Questioning the ban

This upcoming fall, smoking will be banned on Castleton University property. Students will have to find alternative locations to light up.

According to an ABC News report from August , a third of college students said they had used a tobacco product — cigarettes, chewing tobacco and increasingly, cigars — in the last four weeks. Nearly half of the students admitted they had used tobacco in the past year.

            Students at Castleton will have to step away from the designated smoking areas near the dorms and academic buildings and take a stroll to Main Street to get their tobacco fix.

This new ban can positively affect non-smoking students while putting a damper on students who choose to smoke.

            Perhaps surprisingly, there are numerous colleges and universities across the country that encourage smoke-free campuses.

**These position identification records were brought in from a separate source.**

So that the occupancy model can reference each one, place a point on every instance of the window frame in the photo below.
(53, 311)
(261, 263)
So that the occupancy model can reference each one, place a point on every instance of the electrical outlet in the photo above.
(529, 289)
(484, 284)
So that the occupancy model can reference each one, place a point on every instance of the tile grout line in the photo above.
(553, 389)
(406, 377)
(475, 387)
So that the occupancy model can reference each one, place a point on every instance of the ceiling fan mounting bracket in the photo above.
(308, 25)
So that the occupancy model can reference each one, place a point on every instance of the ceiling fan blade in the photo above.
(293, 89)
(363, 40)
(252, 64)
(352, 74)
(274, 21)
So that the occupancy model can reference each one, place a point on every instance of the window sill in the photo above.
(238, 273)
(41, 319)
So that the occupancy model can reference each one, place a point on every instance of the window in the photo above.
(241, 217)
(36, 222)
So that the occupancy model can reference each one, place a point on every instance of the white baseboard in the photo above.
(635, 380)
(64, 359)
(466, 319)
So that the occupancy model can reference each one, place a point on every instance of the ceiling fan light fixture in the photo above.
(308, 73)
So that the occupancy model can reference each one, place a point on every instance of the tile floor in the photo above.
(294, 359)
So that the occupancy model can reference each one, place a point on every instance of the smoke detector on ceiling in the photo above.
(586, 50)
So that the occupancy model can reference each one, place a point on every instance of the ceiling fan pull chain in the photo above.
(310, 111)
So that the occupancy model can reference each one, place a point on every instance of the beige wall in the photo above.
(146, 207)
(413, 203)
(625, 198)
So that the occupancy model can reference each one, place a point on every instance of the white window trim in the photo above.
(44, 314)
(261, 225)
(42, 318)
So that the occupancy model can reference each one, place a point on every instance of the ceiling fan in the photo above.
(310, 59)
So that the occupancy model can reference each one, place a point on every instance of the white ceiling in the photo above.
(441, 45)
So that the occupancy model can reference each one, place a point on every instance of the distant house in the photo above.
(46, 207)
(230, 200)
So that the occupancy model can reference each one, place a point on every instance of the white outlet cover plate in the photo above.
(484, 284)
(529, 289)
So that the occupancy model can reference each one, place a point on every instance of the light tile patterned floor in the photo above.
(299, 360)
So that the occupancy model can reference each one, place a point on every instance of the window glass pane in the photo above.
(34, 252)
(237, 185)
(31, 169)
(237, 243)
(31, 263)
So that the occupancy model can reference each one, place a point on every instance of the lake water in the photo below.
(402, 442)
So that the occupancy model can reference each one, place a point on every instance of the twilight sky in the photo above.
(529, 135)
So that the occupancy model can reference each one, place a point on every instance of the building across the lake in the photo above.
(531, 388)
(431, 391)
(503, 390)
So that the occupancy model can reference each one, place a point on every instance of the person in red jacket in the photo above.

According to, as of Jan. 2, 2017, there were now at least 1,757 100 percent smoke-free campus sites. Of these, 1,468 are also 100 percent tobacco-free, 1,331 prohibit e-cigarette use, 652 prohibit hookah use, and 109 prohibit smoking or vaping marijuana.

            It’s unclear whether e-cigs, hookahs, and vaping will be banned, but the ban seems unnecessary to me. Students should be allowed to smoke on campus as long as they’re respectful about it. Prohibiting smoking on campus isn’t going to stop smokers from smoking, they will just find new places to smoke or will smoke on campus regardless of the rules.

            But some Students on campus think the ban is useful, if implemented correctly.

            “I don’t mind when people smoke in the designated areas where they can. I don’t appreciate when people smoke when they’re walking to class and the smoke blows in my face. I also don’t like how people smoke right outside of Leavenworth; it just looks bad as a campus. I thought there was a rule where it was 15 feet away from the building and smoking right outside Leavenworth seems to defeat that,” said junior Elly Zelazny.

            Some students find the ban shocking.

            “Honestly I feel like that would be outrageous. I think that the way it is now is working just fine. People should be allowed to smoke on campus,” said junior Marco Lam.

            Sophomore Elizabeth Morris finds the ban unfair.

            “I think it’s unfair to people who smoke because they already have limited space to do it and now they’re just going to take it away completely. It’s their choice to smoke and they’re not bothering anyone so it shouldn’t matter,” Morris said.

            Other students think the ban isn’t useful.

“I worked at UVM over the summer and they banned cigs and tobacco use on campus there and it didn’t really work – still hasn’t worked. There’s no one policing it and when someone gets caught then they just get a shaken finger and say ‘that’s allowed.’  I feel like banning cigs is just a waste of time and pointless. If people want to smoke, let them smoke,” said junior Bryan Vachereau.

Banning smoking on campus might not necessarily make changes in ones habit. Students aren’t going to make lifestyle changes because a ban is in place. If smoking is prohibited, then students will have to take their habits elsewhere.